Великая Суббота, вечер. В доме тихо, все прилегли перед заутреней. Я пробираюсь в зал – посмотреть, что на улице. Народу мало, несут пасхи и куличи в картонках. В зале обои розовые – от солнца, оно заходит. В комнатах – пунцовые лампадки, пасхальные: в Рождество были голубые?.. Постлали пасхальный ковер в гостиной, с пунцовыми букетами. Сняли серые чехлы с бордовых кресел. На образах веночки из розочек. В зале и в коридорах – новые красные «дорожки». В столовой на окошках – крашеные яйца в корзинах, пунцовые: завтра отец будет христосоваться с народом. В передней – зеленые четверти с вином: подносить. На пуховых подушках, в столовой на диване, – чтобы не провалились! – лежат громадные куличи, прикрытые розовой кисейкой, – остывают. Пахнет от них сладким теплом душистым.

Тихо на улице. Со двора поехала мохнатая телега, – повезли в церковь можжевельник. Совсем темно. Вспугивает меня нежданный шепот:

– Ты чего это не спишь, бродишь?..

Это отец. Он только что вернулся.

Я не знаю, что мне сказать: нравится мне ходить в тишине по комнатам и смотреть, и слушать, – другое все! – такое необыкновенное, святое.

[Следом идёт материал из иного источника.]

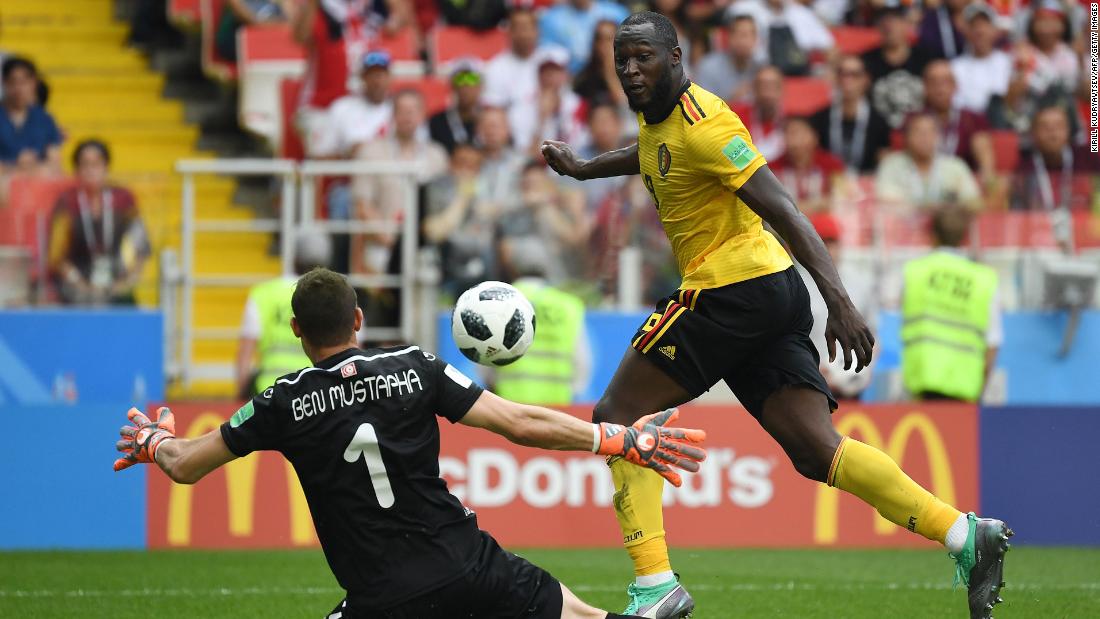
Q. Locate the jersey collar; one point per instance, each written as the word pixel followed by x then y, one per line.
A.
pixel 664 115
pixel 331 362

Отец надевает летний пиджак и начинает оправлять лампадки. Это он всегда сам: другие не так умеют. Он ходит с ними по комнатам и напевает вполголоса: “Воскресение Твое Христе Спасе... Ангели поют на небеси...” И я хожу с ним. На душе у меня радостное и тихое, и хочется отчего-то плакать. Смотрю на него, как становится он на стул, к иконе, и почему-то приходит в мысли: неужели и он умрет!.. Он ставит рядком лампадки на жестяном подносе и зажигает, напевая священное. Их очень много, и все, кроме одной, пунцовые. Малиновые огоньки спят – не шелохнутся. И только одна, из детской, – розовая, с белыми глазками, – ситцевая будто. Ну, до чего красиво! Смотрю на сонные огоньки и думаю: а это святая иллюминация, Боженькина. Я прижимаюсь к отцу, к ноге. Он теребит меня за щеку. От его пальцев пахнет душистым, афонским, маслом. – А шел бы ты, братец, спать?

От сдерживаемой ли радости, от усталости этих дней, или от подобравшейся с чего-то грусти, – я начинаю плакать, прижимаюсь к нему, что-то хочу сказать, не знаю...

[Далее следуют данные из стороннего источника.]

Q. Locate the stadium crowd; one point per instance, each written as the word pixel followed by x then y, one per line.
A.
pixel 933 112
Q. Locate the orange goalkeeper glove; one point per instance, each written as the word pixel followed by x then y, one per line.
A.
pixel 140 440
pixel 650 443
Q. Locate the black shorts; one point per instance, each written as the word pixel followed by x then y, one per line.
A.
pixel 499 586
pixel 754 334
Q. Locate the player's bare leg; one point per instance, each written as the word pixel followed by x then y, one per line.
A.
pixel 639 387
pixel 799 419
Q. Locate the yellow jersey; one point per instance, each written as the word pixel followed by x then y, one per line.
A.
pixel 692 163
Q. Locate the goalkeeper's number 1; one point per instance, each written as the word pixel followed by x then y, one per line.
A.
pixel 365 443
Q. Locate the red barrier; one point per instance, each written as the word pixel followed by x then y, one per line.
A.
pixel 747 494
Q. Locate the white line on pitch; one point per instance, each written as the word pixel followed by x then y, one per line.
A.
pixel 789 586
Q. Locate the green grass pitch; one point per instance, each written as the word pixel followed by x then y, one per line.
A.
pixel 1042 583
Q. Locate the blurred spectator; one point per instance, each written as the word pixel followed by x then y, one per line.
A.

Он подымает меня к самому потолку, где сидит в клетке скворушка, смеется зубами из-под усов.

– А ну, пойдем-ка, штучку тебе одну...

Он несет в кабинет пунцовую лампадку, ставит к иконе Спаса, смотрит, как ровно теплится, и как хорошо стало в кабинете. Потом достает из стола... золотое яичко на цепочке!

– Возьмешь к заутрени, только не потеряй. А ну, открой-ка...

Я с трудом открываю ноготочком. Хруп, – пунцовое там и золотое. В серединке сияет золотой, тяжелый; в боковых кармашках – новенькие серебряные. Чудесный кошелечек! Я целую ласковую руку, пахнущую деревянным маслом. Он берет меня на колени, гладит...

– И устал же я, братец... а все дела. Сосни-ка, лучше, поди, и я подремлю немножко.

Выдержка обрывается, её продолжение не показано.